Thus the caveat of: We are in business with fickle mother nature.....we reserve the right to make comparable substitutes when necessary. (sometimes I'll add) Ask me sometime about the watermelon blight of 2001 that wiped out Clayton Farmer's Market pumpkin festival.

Terms like: Market Vegetable Platter, whatever looks good at the market

People that hire you for seasonal local food are pretty savy about "local seasonal" constraints. Just explain it and keep the menu verbage as vague as possible.


----------



## petemccracken (Sep 18, 2008)

As a PC, I cook what the client wants, not what I want to cook!
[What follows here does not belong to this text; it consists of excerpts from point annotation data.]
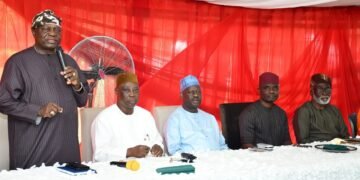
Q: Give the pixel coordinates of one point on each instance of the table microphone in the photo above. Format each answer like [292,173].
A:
[131,165]
[59,53]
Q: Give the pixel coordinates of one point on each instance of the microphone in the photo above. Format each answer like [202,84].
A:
[188,156]
[131,165]
[59,53]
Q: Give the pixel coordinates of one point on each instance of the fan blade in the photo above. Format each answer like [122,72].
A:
[113,70]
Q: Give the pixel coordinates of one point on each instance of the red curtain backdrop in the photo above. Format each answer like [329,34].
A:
[226,47]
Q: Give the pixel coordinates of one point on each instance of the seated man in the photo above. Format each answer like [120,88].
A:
[317,120]
[263,121]
[190,129]
[124,129]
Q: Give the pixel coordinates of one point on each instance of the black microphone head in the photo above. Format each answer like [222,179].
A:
[59,53]
[188,156]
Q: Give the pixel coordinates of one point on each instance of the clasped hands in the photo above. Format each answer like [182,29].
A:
[51,109]
[71,76]
[140,151]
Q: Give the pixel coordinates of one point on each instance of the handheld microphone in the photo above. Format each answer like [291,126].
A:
[131,165]
[188,156]
[59,53]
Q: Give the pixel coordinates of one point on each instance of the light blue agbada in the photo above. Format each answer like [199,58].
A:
[190,132]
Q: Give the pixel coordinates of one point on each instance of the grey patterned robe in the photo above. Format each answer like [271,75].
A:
[29,81]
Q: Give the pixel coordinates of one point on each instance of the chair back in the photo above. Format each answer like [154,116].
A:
[229,114]
[87,116]
[161,115]
[4,143]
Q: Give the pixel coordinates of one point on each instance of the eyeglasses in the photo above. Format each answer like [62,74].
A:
[48,29]
[130,91]
[321,90]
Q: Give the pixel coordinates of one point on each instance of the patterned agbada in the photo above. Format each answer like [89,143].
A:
[313,124]
[29,81]
[258,124]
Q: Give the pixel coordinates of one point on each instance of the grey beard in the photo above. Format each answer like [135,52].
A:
[320,101]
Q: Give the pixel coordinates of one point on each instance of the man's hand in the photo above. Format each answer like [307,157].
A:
[138,151]
[157,151]
[49,110]
[71,76]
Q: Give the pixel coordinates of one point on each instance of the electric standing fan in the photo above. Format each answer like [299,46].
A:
[100,59]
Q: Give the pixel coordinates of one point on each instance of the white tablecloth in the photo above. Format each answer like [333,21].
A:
[286,162]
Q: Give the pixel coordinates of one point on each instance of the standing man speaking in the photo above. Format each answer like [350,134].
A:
[41,97]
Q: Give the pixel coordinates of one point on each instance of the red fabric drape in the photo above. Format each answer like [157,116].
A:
[226,47]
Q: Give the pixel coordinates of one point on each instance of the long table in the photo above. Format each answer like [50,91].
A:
[285,162]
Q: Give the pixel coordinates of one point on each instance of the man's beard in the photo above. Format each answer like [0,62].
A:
[322,102]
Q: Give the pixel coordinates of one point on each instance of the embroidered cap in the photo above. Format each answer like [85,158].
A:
[46,16]
[188,81]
The "ground rules" are determined during the "assessment", likes, dislikes, sensitivities, allergies, as well as the capabilities and capacities of the client's kitchen.

Then, and only then, I can construct specific menus for the client's review and approval.

That being said, I DO have lists of various entrees, sides, and desserts to provide ideas for clients and stimulate their desires.

Of course, I'm "fee plus" rather than "all-inclusive".


----------



## shroomgirl (Aug 11, 2000)

oh man, review and approval.....been there done that, so glad the guys I cook for now just love whatever I wanna make within their likes.....

Last Sunday I made:
Caponata with local tomatoes, eggplant, squash, etc
hummos
veal with cipponline onions/hen of the woods(local) over pasta in a beef/sherry/butter sauce
soft shell crabs with local corn salad
trout with dillweed/garlic/lemon
crawfish etoufee
braised beef with hen of the woods/shiitakes
ozark forest shiitake coconut curry soup
chicken salad
crab claws with cocktail sauce
salad
fruit bowl
Chocolate/peanut butter pie


----------



## ed buchanan (May 29, 2006)

oh man, review and approval.....been there done that, so glad the guys I cook for now just love whatever I wanna make within their likes.....MUSHROOM GIRL


This is because you have built up a trust and rapoor with these people, based on your past performances. This is the greatest advertising in the world . Word of mouth


----------



## shroomgirl (Aug 11, 2000)

not really looking for more PC work.....again been there done that. I've had great clients in the past that were weekly regulars for 5+ years. And then there were the "others", not so fun.....the ones that really can't afford me, after 4-5 months even a year, they figure out that I get paid my fee whether they go on vacation, out to dinner, whatever....the ones that don't take the time to honestly tell me what they want to eat....nor the amounts they want...they NEVER hire you to cater because PC work price does not translate into catering price....

So, now I get a salary, a few weeks vacation a year, work a day a week and get total health care covered. AND trully a gift from God, they let me loose with NO budget to just shop & cook. That my friends is a great gig.


----------